An estimated 400 companies, including Apple, Shell, Starbucks, McDonald’s, and major credit card companies, have severed ties with Russia, suspending or exiting operations in the country. One major industry, however, is defying the trend: Big Pharma. The pharmaceutical industry is in an ethical quandary. Citizens would not lose access to frappuccinos or designer goods if the United States withdrew from Russia. It is possible that cancer patients will be denied chemotherapy, and diabetics will be denied insulin. That is a moral line that most pharmaceutical companies have so far refused to cross.
“Our industry has a unique humanitarian obligation to ensure that medicines and vaccines are available to patients everywhere.
” This includes patients in Ukraine, neighbouring countries, and Russia, according to Andrew Powrie-Smith, executive director of communications at the European Federation of Pharmaceutical Industries and Associations, a trade organisation representing the European pharmaceutical industry, in a statement to WIRED.
To put it another way, “literally if our products don’t get to the patients in need, people will die or have severe consequences,” Joe Wolk, Johnson & Johnson’s chief financial officer, said on March 8 during an investor conference. Western countries, including the United States, the United Kingdom, Canada, and European nations, have imposed sanctions on Russia’s banks, luxury goods, oligarchs, oil, and gas.
However, essential goods such as food and medicine have typically been excluded from these measures. This means that a pharmaceutical company’s decision to boycott Russia is entirely up to them. Pfizer issued a statement on March 14 stating that the company would “maintain humanitarian supplies of medicines to Russians,” donating all proceeds to the support of people in Ukraine. Cutting off its supply of medicines to Russia would be a “direct violation of our foundational principle of putting patients first,” according to the statement.
On the same day, Bayer issued a statement stating that the company has an ethical obligation to provide medications in every country: “Withholding essential health and agriculture products from civilian populations—such as cancer or cardiovascular treatments, health products for pregnant women and children, and seeds to grow food—would only multiply the war’s ongoing toll on human life.”
Johnson & Johnson and Roche had previously issued similar statements, as had AmerisourceBergen, a US-based drug distributor that noted its involvement in clinical trials, or tests of new drugs on volunteers. (Ukraine and Russia are both critical centres for such trials, which play an important role in medication development and sometimes provide patients with a last chance to receive potentially lifesaving treatment.)

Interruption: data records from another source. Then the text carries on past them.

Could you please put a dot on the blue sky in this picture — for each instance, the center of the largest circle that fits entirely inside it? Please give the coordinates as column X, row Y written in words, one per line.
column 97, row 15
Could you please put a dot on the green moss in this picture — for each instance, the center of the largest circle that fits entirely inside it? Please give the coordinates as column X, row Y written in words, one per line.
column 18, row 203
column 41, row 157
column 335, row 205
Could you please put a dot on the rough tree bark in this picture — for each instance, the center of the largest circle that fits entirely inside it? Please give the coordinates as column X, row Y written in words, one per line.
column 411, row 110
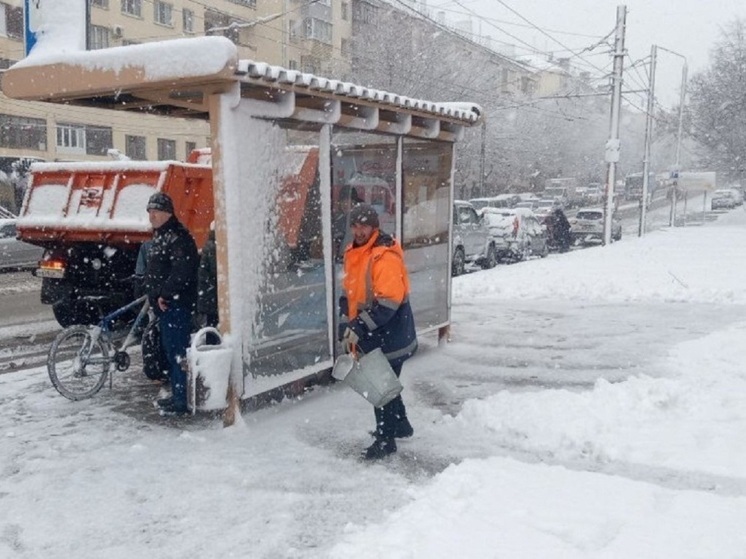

The company is funding nearly 60 clinical trials in Russia, and it claims that “immediately halting our operations in the country could, and most likely would, amount to punitive action against the most vulnerable.”A few members of the industry have recently announced that they will no longer export drugs to Russia—but only certain types of drugs.
Eli Lilly, based in the United States, announced in a statement on March 15 that it would cease exporting all non-essential medicines to Russia, making the company the first major pharmaceutical company to restrict the export of certain medicines to the country. It is up to Eli Lilly to determine what is “essential.” According to a company spokesperson in an email to WIRED, essential medicines are treatments for serious and life-threatening diseases such as diabetes and cancer; non-essential medicines include Cialis, a drug used to treat erectile dysfunction.
AbbVie, the US pharmaceutical company that manufactures Botox, issued a statement stating that it “has temporarily suspended operations for all of our aesthetics products in Russia.” Conformis, a US-based orthopaedic medical device manufacturer, announced on March 2 that it was “suspend[ing] all distribution operations to Russia and any Russian-based entities” for its products.
Although health-related products are typically exempt from sanctions, the effects of other economic sanctions, such as direct export controls and banking sanctions, are likely to impede medicine supplies indirectly. Russia has already reported that drug supplies, such as insulin, are running low. Novo Nordisk, a Danish pharmaceutical company that is one of the world’s largest insulin producers, told Reuters that it will continue to supply medicine to Russia, but that its efforts “may be indirectly affected by sanctions in other areas.”
Despite exemptions for these goods, US sanctions in Iran allegedly resulted in severe restrictions on medicine for Iranian residents in 2019. So whether sanctions actually achieve their intended goal—directly punishing the responsible parties while minimising harm to the citizens of that country—is a point of contention. “They tend to entrench political elites even more,” Laoghaire says. “If resources are scarce, they will go to the military or the actual elites before they go to ordinary people.”
So, while the pharmaceutical industry wrestles with its obligations, some ethicists believe the solution is simple: keep the supply lines open. “While I am perfectly happy for Nike not to sell its shoes,” Gillard says, “I believe pharma is in a different place.” “By ceasing to provide medical commodities and equipment, they would, in fact, be punishing the Russian people, which I believe would be extremely problematic.”